I spent half the summer in Italy doing something I've always wanted to do - learn organic farming. I've been interested in sustainable living as far back as I remember. Buying a small plot of land and growing my own food has always been a part of my plan. When I finished studying, I'd researched organic farming opportunities with the organisation WWOOF. I was young and dumb and I chickened out  - living with strangers in a new place, eating the things I grow? No thank you, I wasn't ready. 

But after years of hectic city living, I yearned to live closer to the earth and I wanted to work with my hands. It's the very same stuff I was once terrified of that suddenly appealed to me.

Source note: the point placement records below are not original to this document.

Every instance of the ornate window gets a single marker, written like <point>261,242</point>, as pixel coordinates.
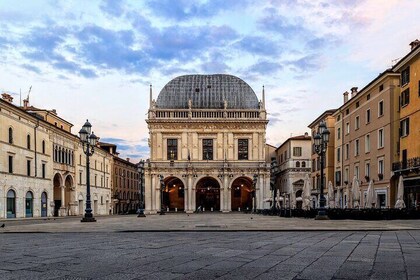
<point>28,142</point>
<point>207,149</point>
<point>172,149</point>
<point>242,149</point>
<point>10,135</point>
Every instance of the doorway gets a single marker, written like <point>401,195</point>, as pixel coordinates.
<point>208,194</point>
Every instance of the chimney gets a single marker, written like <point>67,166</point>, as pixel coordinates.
<point>414,44</point>
<point>7,97</point>
<point>346,97</point>
<point>353,91</point>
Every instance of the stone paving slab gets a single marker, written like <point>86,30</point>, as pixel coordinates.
<point>202,222</point>
<point>211,255</point>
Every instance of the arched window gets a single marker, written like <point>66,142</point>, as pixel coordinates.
<point>44,204</point>
<point>11,204</point>
<point>28,142</point>
<point>10,135</point>
<point>29,204</point>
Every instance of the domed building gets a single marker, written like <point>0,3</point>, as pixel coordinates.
<point>207,146</point>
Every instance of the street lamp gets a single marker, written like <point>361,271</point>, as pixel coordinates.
<point>254,188</point>
<point>89,141</point>
<point>141,191</point>
<point>320,144</point>
<point>162,188</point>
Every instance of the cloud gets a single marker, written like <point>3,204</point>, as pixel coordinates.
<point>258,45</point>
<point>112,7</point>
<point>305,64</point>
<point>31,68</point>
<point>275,22</point>
<point>182,10</point>
<point>264,67</point>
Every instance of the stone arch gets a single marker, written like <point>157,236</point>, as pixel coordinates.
<point>241,193</point>
<point>69,193</point>
<point>207,189</point>
<point>10,135</point>
<point>174,193</point>
<point>58,182</point>
<point>11,197</point>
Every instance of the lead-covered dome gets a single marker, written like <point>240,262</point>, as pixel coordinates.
<point>207,92</point>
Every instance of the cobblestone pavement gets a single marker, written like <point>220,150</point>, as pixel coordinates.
<point>199,222</point>
<point>210,255</point>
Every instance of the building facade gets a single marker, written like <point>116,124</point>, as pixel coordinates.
<point>366,132</point>
<point>328,160</point>
<point>294,160</point>
<point>40,163</point>
<point>126,186</point>
<point>207,144</point>
<point>408,164</point>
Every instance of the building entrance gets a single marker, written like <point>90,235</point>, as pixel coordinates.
<point>242,194</point>
<point>173,194</point>
<point>208,194</point>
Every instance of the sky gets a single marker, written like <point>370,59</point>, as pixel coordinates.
<point>96,59</point>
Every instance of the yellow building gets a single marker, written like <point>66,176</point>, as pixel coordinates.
<point>328,161</point>
<point>409,159</point>
<point>40,163</point>
<point>207,146</point>
<point>366,136</point>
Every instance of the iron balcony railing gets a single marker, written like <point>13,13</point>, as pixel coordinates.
<point>411,163</point>
<point>210,164</point>
<point>206,114</point>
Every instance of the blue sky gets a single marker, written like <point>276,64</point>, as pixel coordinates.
<point>96,59</point>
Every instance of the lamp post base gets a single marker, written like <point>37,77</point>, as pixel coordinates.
<point>88,219</point>
<point>141,214</point>
<point>322,215</point>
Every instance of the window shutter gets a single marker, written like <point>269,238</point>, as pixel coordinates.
<point>408,126</point>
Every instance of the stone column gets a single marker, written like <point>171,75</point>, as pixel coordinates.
<point>156,191</point>
<point>63,202</point>
<point>190,207</point>
<point>148,183</point>
<point>224,194</point>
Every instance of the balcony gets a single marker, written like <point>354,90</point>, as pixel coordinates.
<point>207,114</point>
<point>412,164</point>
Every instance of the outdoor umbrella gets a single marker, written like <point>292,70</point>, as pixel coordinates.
<point>306,193</point>
<point>356,193</point>
<point>371,197</point>
<point>331,197</point>
<point>400,194</point>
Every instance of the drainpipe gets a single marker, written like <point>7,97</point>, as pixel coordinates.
<point>36,166</point>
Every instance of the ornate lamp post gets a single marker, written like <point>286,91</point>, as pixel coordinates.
<point>141,191</point>
<point>89,141</point>
<point>254,188</point>
<point>162,188</point>
<point>274,171</point>
<point>321,143</point>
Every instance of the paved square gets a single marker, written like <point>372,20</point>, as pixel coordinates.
<point>211,255</point>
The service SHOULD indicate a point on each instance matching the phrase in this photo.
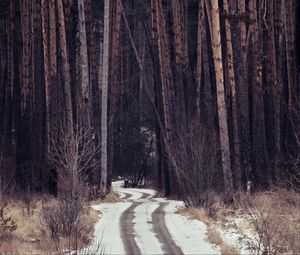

I chose to use the website HelpX to find my farms over the dated WWOOF because there were pictures and references and I like knowing what I'm getting myself into. I chose Italy because I love the food - the produce, the charcuterie and cheese. I chose the farms I did because they specified that they turned their produce into products. I wanted to learn to grow and harvest things of course, but I also wanted to learn how to turn them into other wonderful things. Making makes me happy.

My first destination was small winery on a beautiful estate in Palombara Sabina, not far from Rome. And my second, a little terraced plot behind a bed and breakfast on the island of Ischia. 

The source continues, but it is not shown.